How to future-proof digital metadata

For example, I have quite large collection of books, audio, photos etc.

Setting aside the question of preserving the data itself, it is equally important to make it easily searchable and catalog-able, without having to know how to parse the file contents (eg EXIF tags)

So I tried a number of software packages that handle libraries, but they all seem to get obsolete real fast.

Right now I am using a combination of custom-written wiki software based on CouchDB (because it's easy to replicate) together with JSON-formatted descriptors in folders. It is not pretty but it works.

Are there any "best practices" for storing metadata for file collections?

wizzard0

file-management
metadata
library-management
organization

Comments

Answer by Trevor Owens

Libraries, Archives and Museums seem to have generally gone with creating stacks of XML files with basic metadata in them. See for example MODS, EAD, or Dublin Core XML. As far as I'm concerned, what really matters is that there is textual information on hand. So if that's in XML files: Great. If it's in EXIF tags, or ID3 tags: that's great too. Frankly, that embeded EXIF or ID3 tag information has some particularly nice benifits to it, in that it sticks with the file. At the end of the day, you can open a photo or a mp3 in a text editor and see a bunch of nonsense and those tags too so the information sticks with the files. (This post has an example of seeing ID3 tags in a text editor.

Comments

Nicholas Webb: I'd add that if you use a database for day-to-day metadata management, build it around standards (to the extent that they fit your particular needs) and include the ability to export XML. Don't put this off until it's time to migrate everything out! I use DSpace to manage a mixed collection of audio, text and image objects described with Dublin Core. Descriptive and provenance metadata are stored in a Postgres database for search and retrieval, but DSpace can generate output packages at different levels of granularity (item, collection, entire repository) with this data as METS/MODS XML.

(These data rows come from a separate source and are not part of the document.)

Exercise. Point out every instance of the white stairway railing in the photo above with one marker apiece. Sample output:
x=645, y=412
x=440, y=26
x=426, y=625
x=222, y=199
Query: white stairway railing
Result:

Answer by Nick Krabbenhoeft

Modern file systems are basically databases of metadata with pointers to bitstreams. This is great for accessibility since the database can be queried quickly, but not great for preservation since the database can become disassociated from the bitstreams. In more complex preservation systems like Safety Deposit Box/Preservica (this is a white paper about their work with the Swiss Federal Archives) the system can store one copy of the metadata in a database for access and a second copy in a package with the digital object on the storage medium.

Comments

Answer by John Lovejoy

I would suggest that a database would be the best place to store the metadata about the documents. This could be commercial off the shelf library/records software or home grown software. I imagine that trying to shoehorn metadata into a wiki would not be ideal.

You should not rely on the metadata embedded into the documents (eg EXIF, document properties), because it is likely to be a subset of all the metadata about that document. You have already flagged the problems associated with trying to parse the embedded metadata for retreival purposes. Also, different document types have different capacity for storing tags - you would have to try to ensure that it was easy to identify all incarnations of the same data (DC.Title vs vs title vs subject, for example)

No matter what database solution you use for your metadata you will need to determine your preservation strategy for that database (you mention the problem of the risk of obsolescence).

Your strategy would probably be migrating to a newer platform when the time is right. Dumping the information to an XML file (or two) could be an intermediate step in the migration process. It would all depend on the volume of data that needs to be migrated.